Firstly, it places an impermissible gloss on section 52 of the Trade Practices Act. As your Honours are aware, that inquiry involves one in which, having regard to all the conduct, whether the applicant engaged in misleading conduct. The fact that the publication was in relation to an advertisement is but one matter to be taken into consideration and is not determinative of the question whether the applicant remains a mere conduit.


Secondly, the language of section 85(3) speaks against the applicant’s contention. Your Honours, will see section 85(3) set out in the bundle of authorities at page 4. I will not take your Honours to the detail of the wording, but your Honours will see that the defence contained in that section speaks of a contravention committed by the publication of an advertisement. That is why section 85(3) was introduced in respect of publishers who innocently publish an advertisement which is misleading. It does not speak of the gloss that the applicant wishes to place on section 52.


Thirdly, this was a case in which the Full Court found the applicant made the advertisement and therefore the representations conveyed by it. Can I take your Honours to the application book at page 162, paragraph 88 where their Honours set out what the conduct was which was said to be misleading. It was the display of the – if I can interpolate – “clickable” sponsored link:


in response to the entry of the user’s search term in collocation with the advertiser’s URL. The display of the sponsored link is effected by Google’s engine as Google’s response to a user’s search. That which is displayed by Google is called up by Google’s facility as Google’s response to the user’s search. The clickable link, when clicked, takes the user directly to the advertiser’s URL.

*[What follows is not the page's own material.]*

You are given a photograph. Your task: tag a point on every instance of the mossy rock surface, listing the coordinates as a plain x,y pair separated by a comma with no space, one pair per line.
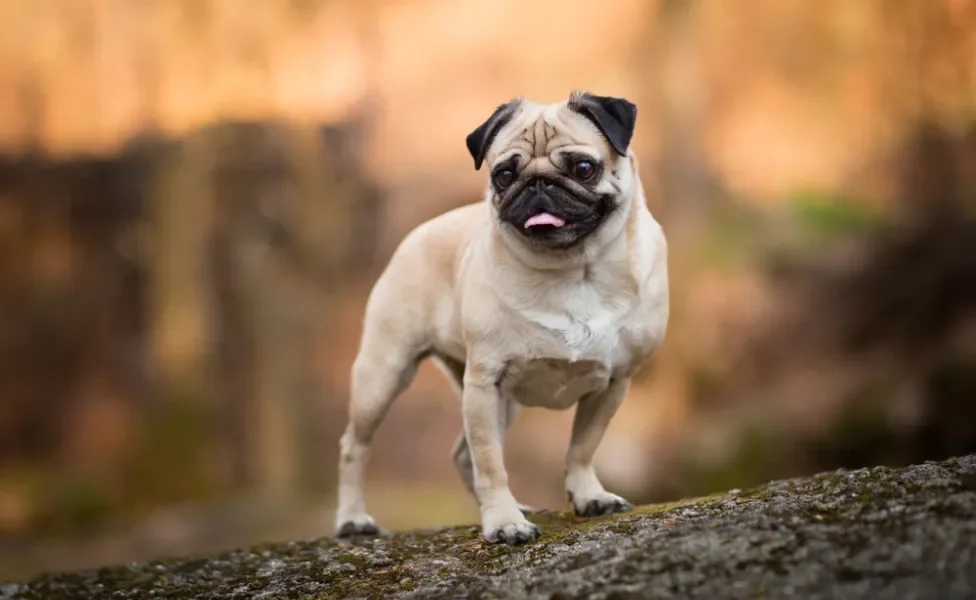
870,533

89 An ordinary and reasonable user would conclude from these circumstances that it was Google who was displaying the sponsored link in collocation with the sponsor’s URL in response to the user’s search.


At page 164, paragraph 95, about line 25:


in the four instances in question here Google created the message which it presents. Google’s search engine calls up and displays the response to the user’s enquiry. It is Google’s technology which creates that which is displayed. Google did not merely repeat or pass on a statement by the advertiser: what is displayed in response to the user’s search query is not the equivalent of Google saying here is a statement by an advertiser –


Then their Honours go on in 96 to say that it is no answer for the reasons that have already been stated by my friend.


KIEFEL J: Their Honours appear to be drawing quite a lot from the notion of Google responding to an inquiry.


MR WHITE: Yes, and that is so and it is important because it puts in context the way in which the advertisement is to be evaluated because this was a search engine. It was the business of Google to provide responses to the search query by the applicant. What was critical was not only the response but the fact that in that response Google inserted the search term in the blue clickable headline in collocation with the advertiser’s URL, and it is that association between the two which conveyed the representation and it was only because of Google that that was enabled and occurred.


CRENNAN J: That seems to suggest if you have a response from an inquiry in this setting, a question of whether or not a misleading statement has been adopted or endorsed is not relevant.


MR WHITE: Well, yes, that is right, but, of course, it also depends on all the circumstances of the case. In this case, the functionality and display of the advertisement by Google was critical to the representation that was being conveyed. An example of the representation is at page 203 of the application book and your Honours may have seen them and no doubt are familiar with the type of result pages that are thrown up by a search, but by way of example only, to give your Honour a flavour of what influenced the Full Court, was, for example, the one at page 203.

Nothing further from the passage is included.